Серж Гензбур (по-французски): Вы прекрасно выглядите.
Ведущий (переводит): Он говорит, что вы замечательно выглядите.
Уитни Хьюстон: Спасибо.
С.Г.: Она превосходна.
В.: Он говорит, что вы потрясающая.
С.Г.: Нет, я сказал, что она гений.
В.: Он говорит, что вы гений.
У.Х.: Спасибо.
С.Г.: Я хочу ее трахнуть.
В.: Он говорит, что вы очень красивая.
С.Г.: Дайте мне самому поговорить. (На плохом английском.) Я сказал, что хочу ее трахнуть.

Иногда эти тексты напоминают пьесы Хармса, иногда – междусобойчик обкуренных панк-звезд. Никаких откровений, сплошные «шокирующие признания», которые перестают шокировать уже на второй или третьей странице. «Я человек-черновик, у меня нет правил», – говорит Гензбур в одном из интервью. Но этот сборник доказывает, что правила есть, и они удивительно просты.
Правило первое: никогда не делай того, что делают все.

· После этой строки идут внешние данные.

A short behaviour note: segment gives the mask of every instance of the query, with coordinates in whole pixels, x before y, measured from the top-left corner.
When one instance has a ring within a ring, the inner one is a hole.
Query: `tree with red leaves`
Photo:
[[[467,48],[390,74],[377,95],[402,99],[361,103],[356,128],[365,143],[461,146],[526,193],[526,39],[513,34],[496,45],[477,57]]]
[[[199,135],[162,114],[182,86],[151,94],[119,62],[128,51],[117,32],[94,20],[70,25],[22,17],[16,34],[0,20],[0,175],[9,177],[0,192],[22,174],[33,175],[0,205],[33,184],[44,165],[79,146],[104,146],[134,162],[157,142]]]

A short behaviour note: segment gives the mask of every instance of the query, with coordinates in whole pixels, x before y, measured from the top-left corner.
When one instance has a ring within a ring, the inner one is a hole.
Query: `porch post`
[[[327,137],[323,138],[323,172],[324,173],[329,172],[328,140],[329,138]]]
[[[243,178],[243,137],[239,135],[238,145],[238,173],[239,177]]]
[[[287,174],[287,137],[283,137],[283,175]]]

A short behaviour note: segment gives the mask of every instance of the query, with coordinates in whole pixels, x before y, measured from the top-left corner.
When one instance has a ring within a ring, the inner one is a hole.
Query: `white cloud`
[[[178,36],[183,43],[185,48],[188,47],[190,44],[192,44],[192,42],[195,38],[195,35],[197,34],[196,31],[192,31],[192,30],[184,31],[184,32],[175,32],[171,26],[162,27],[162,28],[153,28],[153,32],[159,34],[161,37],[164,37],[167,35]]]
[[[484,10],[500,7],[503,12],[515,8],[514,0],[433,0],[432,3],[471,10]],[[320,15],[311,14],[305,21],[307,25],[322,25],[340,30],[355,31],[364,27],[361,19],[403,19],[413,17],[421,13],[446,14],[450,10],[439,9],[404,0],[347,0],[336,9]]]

С.Гензбур: И пуля из золота. Нет, из платины!
Байон: Как Потоцкий?
С.Гензбур: Ах да. Это уже было… Черт! Это уже было! Да, но я… но у меня была пуля «дум-дум»! Я отметился на славу. Я загадил апартаменты.
Правило второе: играй словами, смыслы появятся сами. Переводчикам пришлось тяжело, часть этих игр со словами объяснена в примечаниях, другая переведена – как смогли, так и перевели: «Это было бы чертовски парадоксально…» – «Чертовски парадно и сально».
Правило третье, главное: надо помнить, что всё – полная фигня. При жизни, после смерти – фигня. Секс с мальчиками или с девочками, фотографии совокупляющихся людей и животных, копрофагия и трогательные воспоминания об умершей собаке – фигня. Смысл лишь в том, чтобы «бросать вызов всему запрещенному», «выходить за рамки предложенного».
Выполняя все эти правила, Гензбур предстает перед читателем не обаятельным властителем жизни, музыкантом, восторженно исследующим всё обнаженное тело современной песни, а жалким, заигравшимся, глупым мальчишкой, который только и делает, что пытается поразить окружающих. Он говорит о сексе, как маленький мальчик, жужжащий и бибикающий вместе с новой игрушечной машинкой. Он говорит о смерти, как маленький мальчик, пытающийся напугать маму.
Но больше всего он боится не смерти, не бессилия, не славы, не забвения: больше всего он боится быть, как все. В этом смысле его жизнь действительно была предопределена желтой звездой: страшным отличительным знаком, дающим возможность увидеть жизнь глазами уже почти умершего человека. А Гензбур всегда хотел отличаться.
На его похоронах президент Франсуа Миттеран сказал: «Он был нашим Бодлером, нашим Аполлинером». Гензбуру гораздо больше понравилось бы, добавь президент к этому: «Ну и хрен с ним».